Qatar was chosen as host in December 2010 but corruption claims have prompted Fifa to begin an inquiry.
"There is a sort of storm against Fifa relating to the Qatar World Cup," Blatter said. "Sadly there's a great deal of discrimination and racism."
Fifa will rule on the validity of the bidding for the 2018 and 2022 World Cups in September or October.
At that point, the president of football's world governing body said, the "matter will be closed".
Speaking to African football officials in Sao Paulo, Blatter confirmed that the latest allegations would be discussed at the Fifa Congress on Tuesday and Wednesday.
He said Fifa needed to combat "anything that smacks of discrimination and racism".
"It really makes me sad," he added.
At its general assembly in Sao Paulo, the Confederation of African Football (CAF) condemned what it termed "the repeated, deliberately hateful, defamatory and degrading attacks by some media, notably British, on the image and the integrity of the Confederation of African Football, its president, its members, its member associations and the entire African continent."
Caf added that it would urge the executive committee "to file a law suit, if necessary, so that the authors of this smearing and defamatory campaign against African football leaders are brought to book".

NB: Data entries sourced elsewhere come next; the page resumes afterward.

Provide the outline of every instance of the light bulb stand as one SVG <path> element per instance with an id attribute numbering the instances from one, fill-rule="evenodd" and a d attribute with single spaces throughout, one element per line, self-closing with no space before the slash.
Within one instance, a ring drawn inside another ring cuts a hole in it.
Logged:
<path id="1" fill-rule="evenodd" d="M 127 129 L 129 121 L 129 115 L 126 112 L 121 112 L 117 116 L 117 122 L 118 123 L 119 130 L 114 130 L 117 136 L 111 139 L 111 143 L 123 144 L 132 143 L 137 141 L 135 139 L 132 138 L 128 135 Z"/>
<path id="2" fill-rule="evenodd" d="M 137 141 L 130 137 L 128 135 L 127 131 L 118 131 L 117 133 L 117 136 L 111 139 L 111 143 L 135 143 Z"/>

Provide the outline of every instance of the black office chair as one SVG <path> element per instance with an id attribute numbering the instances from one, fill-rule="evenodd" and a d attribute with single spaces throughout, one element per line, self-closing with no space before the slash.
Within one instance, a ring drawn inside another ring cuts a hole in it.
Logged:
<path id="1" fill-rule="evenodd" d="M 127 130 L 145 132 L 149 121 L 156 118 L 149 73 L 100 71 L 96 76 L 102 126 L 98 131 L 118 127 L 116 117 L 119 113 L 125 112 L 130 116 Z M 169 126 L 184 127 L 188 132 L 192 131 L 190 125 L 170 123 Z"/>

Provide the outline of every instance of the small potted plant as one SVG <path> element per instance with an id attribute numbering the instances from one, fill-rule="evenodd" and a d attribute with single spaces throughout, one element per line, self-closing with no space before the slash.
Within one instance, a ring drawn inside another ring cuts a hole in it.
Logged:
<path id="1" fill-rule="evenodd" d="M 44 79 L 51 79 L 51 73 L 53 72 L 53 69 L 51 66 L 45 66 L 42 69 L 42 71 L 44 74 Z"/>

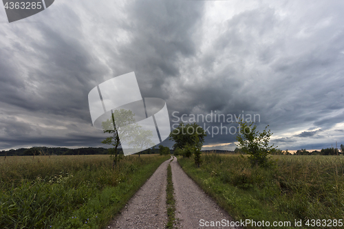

Qatar overcame competition from Australia, Japan, South Korea and the United States to be named as 2022 hosts.
But the bidding process has been hit by a series of corruption claims.
American lawyer Michael Garcia is currently involved in an independent investigation into the bidding process and is due to deliver his report to Fifa in mid-July.
Blatter, 78, told delegates from the Asian Football Conference that Garcia would also speak at Fifa's congress to update delegates on his inquiry.
Garcia is investigating everyone connected with the bidding process for both the 2018 World Cup, to be staged in Russia, and the 2022 event.
Qatar's World Cup organising committee continues to reject claims of wrongdoing and says it is confident the vote was won fairly.